I haven’t been to that store since Dad died nearly seven years ago. As I pulled into the parking lot of the strip mall where the store is located, I remembered another place we used to hang out on occasion. Once a month, a bunch of local computer retailers would hold a computer show in a community center and Dad and I attended it three or four times. Sometimes we’d come home with floppy disks (remember those?) or some software program that we’d been eyeballing for a while. But mostly we just looked and talked, both to each other and to various vendors.

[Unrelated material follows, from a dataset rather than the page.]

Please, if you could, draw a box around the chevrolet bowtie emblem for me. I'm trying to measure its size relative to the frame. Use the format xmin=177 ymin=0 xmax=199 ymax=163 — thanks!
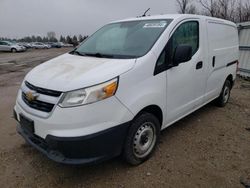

During one computer show (probably in 1999), shortly after I started writing for publication, I was thinking about purchasing my first laptop computer. I didn’t know much about laptops at the time. I just knew that I wanted it to come with Microsoft Word since that’s what most publishers expected writers to use. As you probably remember, laptops were extremely expensive back then and I figured I wouldn’t be able to afford one for quite a while. My PC worked just fine, but Dad was thinking long term.

We saw a table with laptops on it and we both stopped there to toy around with them. Dad started asking the vendor about the specifications. The laptops were refurbished and weren’t anywhere near the latest in technology. Dad and the vendor went back and forth on a price for one of the machines and before I knew it, Dad pulled me aside and put three hundred dollars into my hands and told me that I should buy the laptop he’d been talking to the vendor about.

I went back and asked the vendor some more questions. The laptop didn’t come with much software and it didn’t come with Microsoft Word (which was several hundred dollars at the time if you bought it new). I talked to Dad about it a little more and he agreed that it might be best if we didn’t get the machine because it was so old and didn’t have what I needed. I thanked him profusely though because I know that he didn’t have much money at the time. Looking back now, I realize that he might have been offering me everything he had.

With that in mind, you can imagine how difficult it was for me to walk into the Computers To Go store this past weekend without him. They were busy, but I bought some RAM and as one of the guys was installing it, I asked him if he remembered my Dad. He didn’t, but said he might if he saw him. I thanked him for their service (which was excellent—Dad was right) and drove home, thankful for the gift of memories.